Up and Down Monitoring

Figure 5. Up and Down Monitoring

From a monitoring perspective, the historic perspective is critical, particularly when planning equipment replacements and upgrades.
From an alerting perspective — from an immediate response perspective — only availability changes matter.
The first and most obvious alert condition issues an alert based solely on a state change.
However, resources can cycle or can have a few seconds or minutes where they are inaccessible but that doesn't affect the overall performance of the resource or of whatever function it performs. A resource hits a certain state and has to stay there for a certain amount of time before the state becomes important.
Availability Duration Alert

Figure 6. Availability Duration Alert

Note

An availability alert does not lend itself to dampening, because the state changes and then stays, such as an availability alert that fires when the resource changes to a down state. If a resource is cycling, it may go down and up several times, each time triggering a new alert, but it may all be related to the same performance issue on the resource.
Instead of dampening, a disable setting on the alert will fire the alert once, then disable that alert definition until it is acknowledged by an administrator, as described in Section 12.5, “Detailed Discussion: Automatically Disabling and Recovering Alerts”. (In this case, do not set a corresponding recover setting; otherwise, if the resource is cycling, every UP reading would reset the alert and then the next DOWN report would fire another notification — essentially undoing the dampening effect of disabling the alert until acknowledgment.)

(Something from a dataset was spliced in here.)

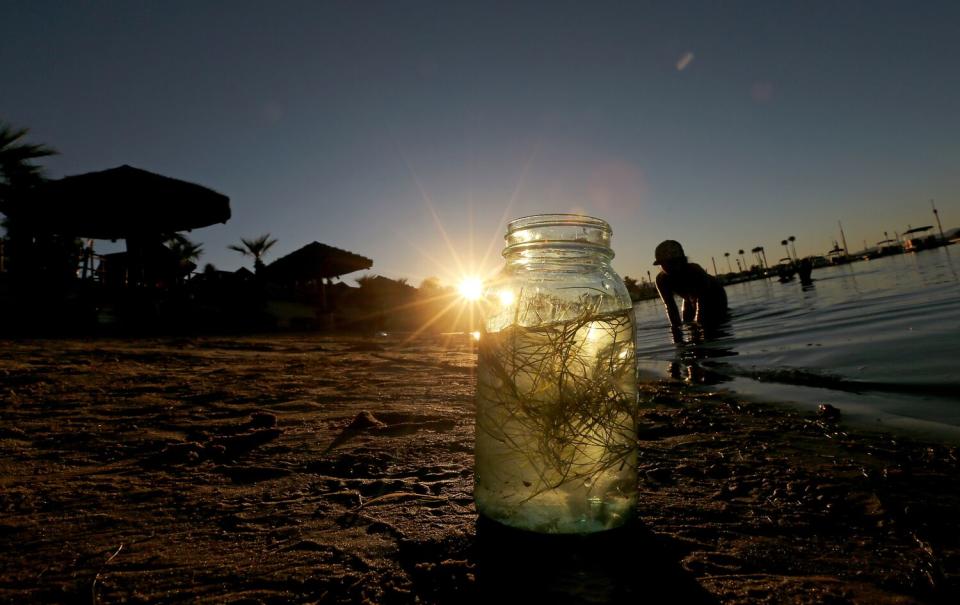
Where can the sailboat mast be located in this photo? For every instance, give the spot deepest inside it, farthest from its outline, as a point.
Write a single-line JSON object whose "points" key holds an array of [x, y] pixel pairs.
{"points": [[844, 238], [939, 226]]}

3.4. Detailed Discussion: "Not Up" Alert Conditions

There are four possible availability states for a resource:
  • Up
  • Down
  • Unknown
  • Disabled
Since one of the core monitoring factors for a resource is knowing its availability, alerts can be defined on any availability state change.
Generally, the condition can be set to send an alert on any explicit state. For example, a goes down condition alerts only when the availability state changes to DOWN. Any other state change is ignored.
Availability Change Conditions

Figure 7. Availability Change Conditions

For critical platforms or resources, however, any change in availability other than UP may need to trigger an alert. Even known state changes like DISABLED.
The goes not up condition triggers an alert if there is a change to any availability state other than UP, so it is a logical OR combination of DOWN, UNKNOWN, and DISABLED conditions.

Note

Availability change conditions are well suited to using recovery alerts. When a resource goes down (or not up) an alert can fire that informs the administrators and then enables (or recovers) a companion alert that will inform them when the resource is available again.

3.5. Viewing Group Availability

To view group availability:
  1. Click the Inventory tab in the top menu.
  2. Select the compatible or mixed groups item in the Groups menu on the left.
  3. Click the name of the group.
  4. Click the Inventory tab for the group.
Group availability is a composite of the states of its member resources. If all resources are in one state or another, the group as a whole is in that state. If the resources are in different states, then the group state is determined based on the mix of resource states.
Group Availability

Figure 8. Group Availability

Note

Availability states are evaluated "top down." If a resource is down, disabled, or unknown, then all of its children are immediately assumed to be in that state, as well.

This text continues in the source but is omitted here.